もしかしたら、何かしらの痕跡は残っているのではないか。消えかかった線香花火のような淡い期待だけが残る。件の地下3階は立ち入り禁止。真相をこの目で確かめることはできないが、事態の動かない現実とは裏腹に、想像力だけが前のめりに進んでいく。今まさに都市伝説と対峙しているかのような判然としない気持ちと、それはそれで仕方ないと整理しながらも心で静かに立ち込める高揚感。何度このビルを経巡り歩いたところで、立ち入れる商業フロアに手がかりがないことは分かっている。今日も当然、モノレールに関する収穫は何もない。落胆することもなく、淡々と館内に散りばめられた昭和の落とし物をスマホで手中に収めるに終始した。職業病予備軍の癖は平常運行である。

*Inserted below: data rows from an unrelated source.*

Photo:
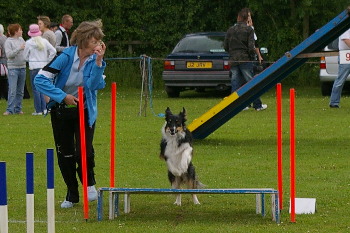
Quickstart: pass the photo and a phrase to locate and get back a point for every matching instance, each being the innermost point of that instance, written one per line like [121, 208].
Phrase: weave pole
[50, 191]
[279, 144]
[83, 150]
[292, 155]
[113, 137]
[3, 199]
[30, 191]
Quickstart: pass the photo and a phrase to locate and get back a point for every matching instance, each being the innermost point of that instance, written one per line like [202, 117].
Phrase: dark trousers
[4, 87]
[66, 132]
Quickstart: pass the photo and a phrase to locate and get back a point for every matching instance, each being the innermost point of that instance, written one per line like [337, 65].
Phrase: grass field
[240, 154]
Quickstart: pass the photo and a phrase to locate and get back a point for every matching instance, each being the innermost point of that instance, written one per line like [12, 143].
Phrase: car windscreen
[200, 44]
[334, 45]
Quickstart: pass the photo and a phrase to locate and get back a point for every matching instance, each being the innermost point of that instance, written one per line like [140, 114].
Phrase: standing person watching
[38, 52]
[3, 64]
[343, 72]
[79, 65]
[14, 47]
[240, 44]
[44, 23]
[62, 39]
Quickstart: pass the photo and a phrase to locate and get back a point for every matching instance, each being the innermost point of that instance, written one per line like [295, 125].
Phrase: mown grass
[240, 154]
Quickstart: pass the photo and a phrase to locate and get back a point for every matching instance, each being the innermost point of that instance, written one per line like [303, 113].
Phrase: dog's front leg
[178, 200]
[195, 199]
[176, 185]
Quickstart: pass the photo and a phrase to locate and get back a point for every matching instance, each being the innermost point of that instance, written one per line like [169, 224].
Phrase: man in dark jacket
[240, 44]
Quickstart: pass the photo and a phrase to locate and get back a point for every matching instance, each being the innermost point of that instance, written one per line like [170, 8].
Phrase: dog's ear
[167, 112]
[184, 115]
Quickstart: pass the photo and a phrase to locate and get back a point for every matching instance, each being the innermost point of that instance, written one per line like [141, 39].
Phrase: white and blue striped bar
[50, 191]
[3, 199]
[114, 192]
[30, 191]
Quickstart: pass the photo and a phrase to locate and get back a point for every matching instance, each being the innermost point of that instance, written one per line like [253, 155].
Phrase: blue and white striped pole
[30, 191]
[50, 191]
[3, 199]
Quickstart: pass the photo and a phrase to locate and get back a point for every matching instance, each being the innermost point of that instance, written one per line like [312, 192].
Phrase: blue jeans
[16, 80]
[241, 74]
[39, 100]
[343, 73]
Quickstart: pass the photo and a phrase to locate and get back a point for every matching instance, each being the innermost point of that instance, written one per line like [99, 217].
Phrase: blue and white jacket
[53, 77]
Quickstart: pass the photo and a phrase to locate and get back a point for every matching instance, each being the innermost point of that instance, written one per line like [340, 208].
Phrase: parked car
[329, 70]
[198, 61]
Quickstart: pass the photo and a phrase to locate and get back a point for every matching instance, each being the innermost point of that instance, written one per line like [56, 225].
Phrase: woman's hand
[71, 100]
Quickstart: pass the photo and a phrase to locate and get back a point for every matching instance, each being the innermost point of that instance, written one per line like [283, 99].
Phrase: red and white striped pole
[113, 135]
[30, 191]
[3, 199]
[279, 144]
[292, 155]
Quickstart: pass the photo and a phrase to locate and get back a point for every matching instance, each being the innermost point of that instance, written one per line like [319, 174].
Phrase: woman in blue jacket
[79, 65]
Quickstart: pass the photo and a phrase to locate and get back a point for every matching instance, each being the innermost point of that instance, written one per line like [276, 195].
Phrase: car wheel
[172, 92]
[326, 88]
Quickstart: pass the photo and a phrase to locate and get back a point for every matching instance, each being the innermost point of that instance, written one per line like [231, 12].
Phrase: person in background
[3, 63]
[44, 25]
[343, 72]
[14, 47]
[240, 44]
[38, 52]
[62, 39]
[79, 65]
[54, 26]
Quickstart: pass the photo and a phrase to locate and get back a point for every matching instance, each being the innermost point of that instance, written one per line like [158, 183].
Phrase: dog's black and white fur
[176, 149]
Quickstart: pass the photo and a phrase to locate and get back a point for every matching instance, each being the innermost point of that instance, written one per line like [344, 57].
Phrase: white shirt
[342, 44]
[37, 58]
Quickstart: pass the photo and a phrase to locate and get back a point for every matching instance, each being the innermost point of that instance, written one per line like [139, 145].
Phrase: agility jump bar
[114, 198]
[261, 83]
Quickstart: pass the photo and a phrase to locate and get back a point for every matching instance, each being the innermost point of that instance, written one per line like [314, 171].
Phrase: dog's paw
[195, 200]
[178, 203]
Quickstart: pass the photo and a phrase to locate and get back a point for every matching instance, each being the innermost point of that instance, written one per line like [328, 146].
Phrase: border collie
[176, 149]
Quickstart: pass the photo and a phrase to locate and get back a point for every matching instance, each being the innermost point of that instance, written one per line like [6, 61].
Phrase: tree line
[153, 27]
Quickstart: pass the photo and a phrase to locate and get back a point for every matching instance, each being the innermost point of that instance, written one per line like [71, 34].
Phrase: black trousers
[4, 86]
[66, 132]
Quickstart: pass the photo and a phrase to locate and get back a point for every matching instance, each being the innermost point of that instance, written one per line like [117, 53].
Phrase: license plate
[199, 65]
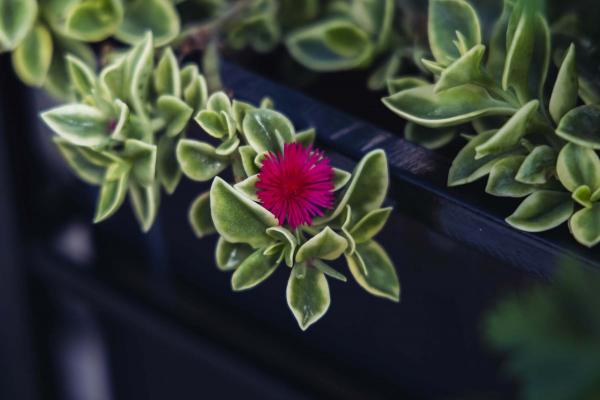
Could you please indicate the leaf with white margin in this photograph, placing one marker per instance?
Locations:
(451, 107)
(307, 295)
(253, 270)
(380, 279)
(542, 211)
(237, 218)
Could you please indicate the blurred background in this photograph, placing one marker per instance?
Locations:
(104, 312)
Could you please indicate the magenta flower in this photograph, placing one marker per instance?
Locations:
(296, 185)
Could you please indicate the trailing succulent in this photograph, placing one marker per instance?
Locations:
(531, 139)
(129, 132)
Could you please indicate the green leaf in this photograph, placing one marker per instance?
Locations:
(175, 112)
(510, 134)
(306, 137)
(466, 69)
(566, 88)
(143, 158)
(167, 167)
(406, 82)
(81, 76)
(446, 18)
(213, 123)
(307, 295)
(340, 178)
(112, 195)
(502, 180)
(380, 278)
(577, 166)
(326, 245)
(327, 270)
(248, 187)
(237, 218)
(542, 211)
(451, 107)
(31, 59)
(430, 138)
(200, 216)
(466, 168)
(370, 225)
(199, 161)
(167, 78)
(585, 225)
(156, 16)
(229, 256)
(581, 126)
(267, 130)
(16, 20)
(582, 195)
(253, 270)
(82, 166)
(538, 166)
(145, 202)
(248, 155)
(79, 124)
(332, 45)
(95, 20)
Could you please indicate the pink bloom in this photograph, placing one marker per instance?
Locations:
(296, 185)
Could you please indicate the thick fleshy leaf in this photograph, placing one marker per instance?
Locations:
(95, 20)
(581, 126)
(175, 112)
(406, 82)
(331, 45)
(199, 161)
(446, 18)
(248, 187)
(87, 170)
(237, 218)
(466, 169)
(307, 295)
(539, 165)
(81, 75)
(112, 195)
(200, 216)
(577, 166)
(510, 134)
(329, 271)
(156, 16)
(502, 180)
(248, 155)
(267, 130)
(306, 137)
(325, 245)
(542, 211)
(79, 124)
(167, 167)
(370, 225)
(585, 225)
(143, 158)
(213, 123)
(31, 59)
(167, 78)
(16, 20)
(467, 69)
(229, 256)
(450, 107)
(380, 278)
(430, 138)
(566, 88)
(145, 202)
(253, 270)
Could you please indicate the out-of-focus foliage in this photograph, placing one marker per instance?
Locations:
(551, 336)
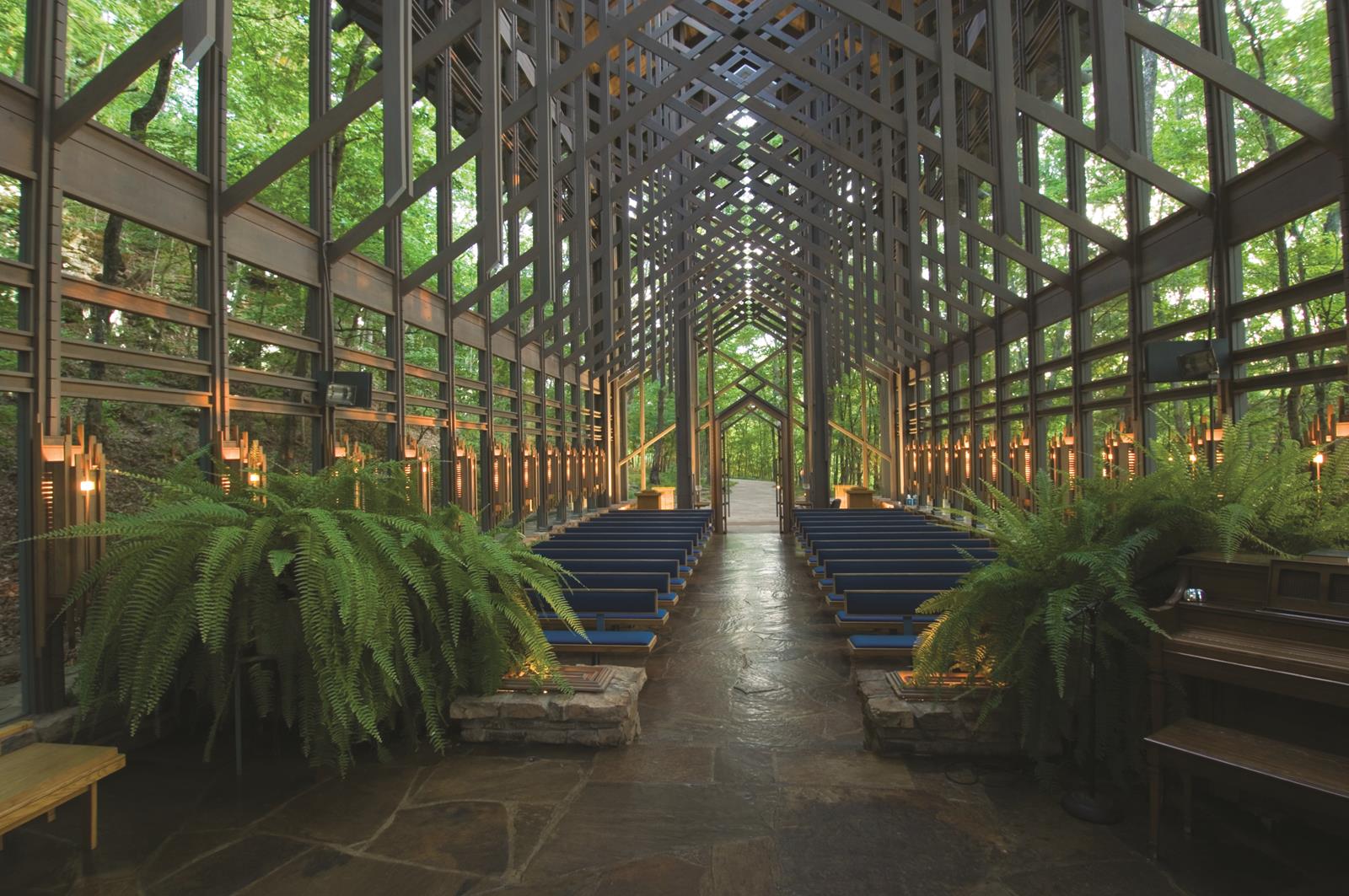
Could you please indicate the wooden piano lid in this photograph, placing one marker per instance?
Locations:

モノレールの計画は頓挫した。発足から、まもなく60年。港へと繋がれず終いとなった軌道の亡霊は、平成生まれの私を昭和のロマンに乗せて、いま令和の熱海に停車している。

2件のコメント

  1. 外観、中の看板もノスタルジーですね!熱海の地域創生の可能性を感じずにはいられません。
    小田原や箱根にもないこの「どこか懐かしい」感覚をどう活かしていってくれるのか、はたまた違う街になるのか今後も気になります。
    港に繋がるモノレール・・・きっとできれば最高なんだろうな。

    1. 駅前とは思えない雰囲気に惹き込まれちゃいました。
      今でもこうやって、昭和の懐かしさに触れられる場所というのは貴重ですね。
      駅前から港までの凄まじい高低差は工事も大変ですが、もし実現してたら海からの景色は最高だったと思います!